209. The power of the great (IV)
The case of Democratic Kampuchea, as Cambodia was known under the Khmer Rouge, is sometimes brought up by the right as an example of the absolute horrors of communism. Under Pol Pot, the country lost about a third of her population—roughly two million people in just four years. This makes Pol Pot’s Cambodia, on a per capita basis, the worst mass murder in history. However, the story of Cambodia has little resonance in the West, for much the same reason as you will find shops and products called “Hitler” in India and Indochina. The Asians are too different from us to feel much empathy towards them, even their women seem to have slightly dead black eyes—inscrutable, you might say.
For the Asians, “Hitler” is just some powerful warlord—almost a joke—and for us men like Mao and Pol Pot are unreal, fodder for ironic t-shirts; the endless stream of humanity in India and China flows on, barely missing an odd 40 million people here or there. We remember the German history of massacre because, frankly, we expected better from the Germans—Asiatic cruelty is not a Western approach; hence only Hitler’s camps seem real to us, the Jews, especially the Ashkenazi, being recognisably European.
Yet Pol Pot’s Cambodia is not really a model of Marxism at its worst; it stands for leftism in the most general sense, including the Parliamentarians of the English Civil War and, particularly, the French Revolution. Pol Pot grew up on the periphery of the Cambodian royal court; he went to France to study radio engineering and it was there he imbibed Marxism. He knew, however, that quasi-feudal Cambodia was more like France in 1789 than Russia in 1917, so he consciously modelled his revolution on the French Revolution. And so he declared “Year Zero” in Cambodia; while it is true the Bolsheviks reformed the calendar in Russia, the notion of an entirely new calendar that commences with the Revolution comes from the French Revolution, not the Bolsheviks.

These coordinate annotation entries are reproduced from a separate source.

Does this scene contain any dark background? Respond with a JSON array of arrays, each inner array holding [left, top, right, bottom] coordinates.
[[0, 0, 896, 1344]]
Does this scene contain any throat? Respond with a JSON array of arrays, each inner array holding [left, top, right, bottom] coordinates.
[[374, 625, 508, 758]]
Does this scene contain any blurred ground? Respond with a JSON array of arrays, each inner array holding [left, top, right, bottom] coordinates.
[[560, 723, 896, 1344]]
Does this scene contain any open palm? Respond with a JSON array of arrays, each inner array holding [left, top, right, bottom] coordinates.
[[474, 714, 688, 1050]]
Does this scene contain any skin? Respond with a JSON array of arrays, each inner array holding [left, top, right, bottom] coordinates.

This explains why, in many ways, Democratic Kampuchea seemed “unMarxist”; it was a more simple form of egalitarian utopian thought. Similarly, Mao, in his student days, was an anarchist, not a Marxist; and, as with his erstwhile ally Pol Pot, he never really shed what Marxists like to call “utopian socialism”, as opposed to the supposedly “scientific” socialism of Marxism. These were highly “moral” men. Pol Pot’s revolution contained a genuine fury against any kind of achievement; notoriously, people who wore glasses were killed—remnants of a corrupt intellectual elite, supposedly; but Marxism usually venerates the technician: Pol Pot, as a pure leftist, hated any distinguishing features, even those nominally useful to the revolution.
Pol Pot evacuated the cities and put the population to work in barrack-like communes; they would be purified by the soil. This is shot through with the romanticism of Rousseau—fear of the corrupting influence of civilisation—and not the veneration of industry found in Marx and Lenin. Leftists weakly claim that this attitude and the callousness of the Khmer Rouge derived from Buddhism and the indifference it taught; yet anyone who knows Buddhism and French liberalism can see that the callousness on display had the hallmarks of the Enlightenment’s Encyclopédistes, not the infinite compassion of the Bodhisattva. Rightists of the anarcho-primitivist variety sometimes fall for the rural appeal of poetic Mao and Pol Pot, great deindustrialisers; but this is illusion, neither man bound people to the soil on family-based Confucian or Buddhist peasant plots—they placed them in perverted communes overseen by networks of informants.
Pol Pot’s Cambodia was eventually terminated by the Soviet-backed Vietnamese, the Marxists against the French revolutionaries. It stands as an example of leftism in essence: a purity spiral to complete egalitarianism that seeks to absolutely level the strong, the able, the intellectual, and the family—all ground down to the true equality of the grave. This is what leftism can bring—even America’s non-Marxist progressivism, so enamoured with moralised racial politics.